A hospital trust took four years and a negligence claim to concede that it was inappropriate to deliver a stillborn baby five days after she had died for another of Clayton’s clients. “During the initial trust investigation, our client was told that it was too busy on the maternity unit to deliver her any sooner,” she said.
The client proved that her baby had died as a result of negligent care, but the claim was not settled until five years after the stillbirth. “This demonstrates the clear benefit of an inquest,” Clayton added. “It would not have taken five years of fighting for the parents to get answers for why their baby died had a coroner’s court investigated this case.”

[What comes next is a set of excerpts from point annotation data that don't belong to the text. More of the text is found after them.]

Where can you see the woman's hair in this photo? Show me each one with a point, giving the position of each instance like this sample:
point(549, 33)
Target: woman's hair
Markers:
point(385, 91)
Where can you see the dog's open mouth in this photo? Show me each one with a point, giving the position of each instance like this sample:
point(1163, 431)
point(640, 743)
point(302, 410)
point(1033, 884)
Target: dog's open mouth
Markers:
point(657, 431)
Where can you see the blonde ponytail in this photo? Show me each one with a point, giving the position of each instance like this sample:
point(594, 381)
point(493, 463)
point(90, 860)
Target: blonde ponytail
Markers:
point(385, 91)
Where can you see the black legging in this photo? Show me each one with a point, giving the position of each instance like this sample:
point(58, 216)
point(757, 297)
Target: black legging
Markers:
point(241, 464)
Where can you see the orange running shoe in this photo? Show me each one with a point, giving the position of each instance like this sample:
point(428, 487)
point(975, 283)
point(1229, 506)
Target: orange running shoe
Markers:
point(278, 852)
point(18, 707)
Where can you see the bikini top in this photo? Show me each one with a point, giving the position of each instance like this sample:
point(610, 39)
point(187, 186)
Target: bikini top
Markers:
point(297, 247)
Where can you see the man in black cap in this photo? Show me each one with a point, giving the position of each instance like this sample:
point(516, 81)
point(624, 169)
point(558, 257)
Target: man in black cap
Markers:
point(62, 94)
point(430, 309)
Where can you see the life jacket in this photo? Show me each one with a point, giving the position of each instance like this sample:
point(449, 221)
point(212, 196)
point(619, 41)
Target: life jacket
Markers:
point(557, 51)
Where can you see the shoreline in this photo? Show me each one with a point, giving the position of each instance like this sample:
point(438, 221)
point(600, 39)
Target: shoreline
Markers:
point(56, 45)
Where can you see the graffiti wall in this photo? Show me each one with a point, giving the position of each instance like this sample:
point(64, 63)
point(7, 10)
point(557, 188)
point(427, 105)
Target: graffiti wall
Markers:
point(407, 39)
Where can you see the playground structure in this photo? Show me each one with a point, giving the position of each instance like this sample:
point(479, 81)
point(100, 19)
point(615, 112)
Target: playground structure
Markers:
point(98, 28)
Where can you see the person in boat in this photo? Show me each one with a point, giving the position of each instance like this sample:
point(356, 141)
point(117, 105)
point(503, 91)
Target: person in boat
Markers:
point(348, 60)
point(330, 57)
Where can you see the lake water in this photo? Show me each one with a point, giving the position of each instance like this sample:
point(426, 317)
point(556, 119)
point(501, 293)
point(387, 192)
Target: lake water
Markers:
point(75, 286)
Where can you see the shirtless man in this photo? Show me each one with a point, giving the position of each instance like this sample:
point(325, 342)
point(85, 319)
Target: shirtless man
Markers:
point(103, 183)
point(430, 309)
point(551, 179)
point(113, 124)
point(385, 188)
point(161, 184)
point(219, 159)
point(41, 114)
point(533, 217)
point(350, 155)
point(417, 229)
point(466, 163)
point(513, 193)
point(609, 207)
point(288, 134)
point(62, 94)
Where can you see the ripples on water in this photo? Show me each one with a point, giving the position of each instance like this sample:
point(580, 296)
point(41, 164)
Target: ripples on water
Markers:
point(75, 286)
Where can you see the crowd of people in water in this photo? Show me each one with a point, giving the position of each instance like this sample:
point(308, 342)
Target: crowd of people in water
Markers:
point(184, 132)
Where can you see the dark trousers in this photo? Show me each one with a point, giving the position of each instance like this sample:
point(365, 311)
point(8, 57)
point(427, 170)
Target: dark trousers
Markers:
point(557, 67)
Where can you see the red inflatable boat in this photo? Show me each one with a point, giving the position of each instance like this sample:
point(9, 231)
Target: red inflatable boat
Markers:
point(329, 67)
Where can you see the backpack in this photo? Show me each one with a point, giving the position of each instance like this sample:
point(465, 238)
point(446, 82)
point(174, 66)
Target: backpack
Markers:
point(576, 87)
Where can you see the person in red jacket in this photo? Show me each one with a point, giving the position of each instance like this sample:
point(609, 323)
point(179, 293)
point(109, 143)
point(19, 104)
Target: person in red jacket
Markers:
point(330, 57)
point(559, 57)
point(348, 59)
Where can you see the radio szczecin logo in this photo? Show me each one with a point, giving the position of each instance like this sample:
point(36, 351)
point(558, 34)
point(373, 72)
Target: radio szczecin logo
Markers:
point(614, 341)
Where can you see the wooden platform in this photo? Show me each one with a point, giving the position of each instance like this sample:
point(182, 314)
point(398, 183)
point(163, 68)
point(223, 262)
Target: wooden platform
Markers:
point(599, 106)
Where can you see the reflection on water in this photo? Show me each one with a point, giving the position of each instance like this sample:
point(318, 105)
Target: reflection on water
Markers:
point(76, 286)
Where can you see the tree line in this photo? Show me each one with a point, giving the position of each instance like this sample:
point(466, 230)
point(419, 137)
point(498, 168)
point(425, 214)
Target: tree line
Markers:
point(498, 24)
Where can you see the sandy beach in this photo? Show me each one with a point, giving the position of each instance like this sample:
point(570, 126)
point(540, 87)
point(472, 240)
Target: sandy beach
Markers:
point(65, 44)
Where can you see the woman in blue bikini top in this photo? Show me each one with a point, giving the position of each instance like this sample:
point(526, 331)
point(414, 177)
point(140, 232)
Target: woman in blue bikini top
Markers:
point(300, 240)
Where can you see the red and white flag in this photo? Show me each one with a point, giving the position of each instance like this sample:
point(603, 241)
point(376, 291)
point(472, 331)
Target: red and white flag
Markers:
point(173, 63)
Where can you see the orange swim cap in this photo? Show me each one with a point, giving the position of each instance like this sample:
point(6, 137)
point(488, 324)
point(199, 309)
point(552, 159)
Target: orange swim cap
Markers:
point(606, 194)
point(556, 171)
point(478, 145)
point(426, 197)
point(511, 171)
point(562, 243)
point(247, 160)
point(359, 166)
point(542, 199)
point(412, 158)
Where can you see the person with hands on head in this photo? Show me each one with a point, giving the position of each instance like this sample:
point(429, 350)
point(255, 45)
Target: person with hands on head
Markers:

Sands reports that, in rare cases, coroners will investigate full-term stillbirths where there is strong evidence of negligence, but there is currently no such legal duty on them to do so.
“Existing review processes should involve parents and answer their questions but when those questions are not answered, we believe the coroner may play a vital role in providing answers, ensuring that lessons are learned and mistakes are not repeated,” said Kate Mulley.
However, she warned that coronial inquests may always not be the answer: “Inquest process will not be appropriate in many cases of stillbirth. We need to ensure that coronial processes, which can be extremely prolonged and painful for families, do not cause additional emotional harm to bereaved parents.”
A spokesperson for the Department of Health and Social Care said: “This Government is dedicated to reducing stillbirths and other adverse maternity outcomes and making sure that grieving families have access to the support they need. Maternity safety is a priority and we are on track to surpass our ambition for a 20% reduction in the stillbirth rate and the neonatal mortality rate.
“We know there is more to do be done, and the Government is backing NHS maternity leaders with investment to help improve workplace culture, while also funding a plan to reduce birth-related brain injuries and better match maternity staffing to local needs.”